Which is a fairly bizarre way of saying that pain is again rather too much and I've just been to make tea with which to swill down some morphine.
Or rather, that's a fairly sensible way of explaining why I'm awake at this hour and regaling you with the fruits of a head full of writing and a body full of ow.
This, on the other hand, is stimulated by Stevy's earlier mentioning of the Garlic Food / Chocolate Food dichotomy. Mayonnaise. Correct me if I'm wrong, but the classic mayonnaise consists of vinegar (an acidulous fluid), olive oil (the archetypical oleaginous fluid) and egg yolk (an emulsifying agent), all confluxed together into a sumptuosity. Mayonnaise is, one would think, a Garlic Food.

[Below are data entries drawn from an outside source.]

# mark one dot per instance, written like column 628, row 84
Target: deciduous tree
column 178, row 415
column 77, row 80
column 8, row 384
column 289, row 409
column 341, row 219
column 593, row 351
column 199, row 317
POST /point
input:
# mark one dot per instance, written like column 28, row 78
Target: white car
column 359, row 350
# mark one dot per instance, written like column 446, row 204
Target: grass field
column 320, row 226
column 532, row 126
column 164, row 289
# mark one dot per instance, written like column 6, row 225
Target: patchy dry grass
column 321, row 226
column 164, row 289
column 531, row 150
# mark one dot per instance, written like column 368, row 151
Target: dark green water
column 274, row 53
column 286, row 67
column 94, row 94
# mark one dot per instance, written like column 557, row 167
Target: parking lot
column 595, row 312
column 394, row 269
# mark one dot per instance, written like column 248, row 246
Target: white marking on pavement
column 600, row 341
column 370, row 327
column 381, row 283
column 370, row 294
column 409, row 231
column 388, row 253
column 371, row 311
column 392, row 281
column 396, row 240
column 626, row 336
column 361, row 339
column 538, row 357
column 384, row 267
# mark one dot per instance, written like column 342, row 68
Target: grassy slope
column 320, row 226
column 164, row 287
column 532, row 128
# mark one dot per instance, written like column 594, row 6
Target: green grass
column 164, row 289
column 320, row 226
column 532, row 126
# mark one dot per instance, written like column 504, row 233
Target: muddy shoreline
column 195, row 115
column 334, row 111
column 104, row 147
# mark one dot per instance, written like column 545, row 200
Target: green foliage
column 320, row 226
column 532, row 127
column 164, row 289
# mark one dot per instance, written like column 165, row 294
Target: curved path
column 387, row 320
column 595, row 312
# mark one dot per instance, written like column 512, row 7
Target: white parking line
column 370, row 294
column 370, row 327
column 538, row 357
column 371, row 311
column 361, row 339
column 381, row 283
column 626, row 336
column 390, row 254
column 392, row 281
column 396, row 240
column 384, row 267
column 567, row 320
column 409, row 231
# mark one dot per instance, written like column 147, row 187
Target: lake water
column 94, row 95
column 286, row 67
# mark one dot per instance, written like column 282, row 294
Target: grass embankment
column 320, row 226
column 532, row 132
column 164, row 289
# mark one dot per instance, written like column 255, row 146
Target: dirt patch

HOWEVER. Are all mayonnaises a necessitate savoury? There's nothing intrinsically savoury about acids (fruit juice and so on are quite acid) or about fats (cream, butter, almond and coconut creams, and so on) or, bless us all, egg yolks. Yet the idea of, say, a fruit-flavoured mayonnaise made with, perhaps, raspberry juice, a sweet oil and egg yolk seems somehow very very wrong. Chocolate mayo I am prepared to abandon the notion of without even a moment's reconsideration; sour doesn't go with chocolate, and I think there has to be a sharpness to anything worth the name of mayonnaise, and also chocolate has something of greasiness in itself. Then again, I'm open to being convinced otherwise, and there's always the shining example of a chocolate mousse to present as evidence in preliminary hearings.
I'm hoping very much that trakkie is doing OK with her twelve-hour move and is actually safe home and snuggled up in bed.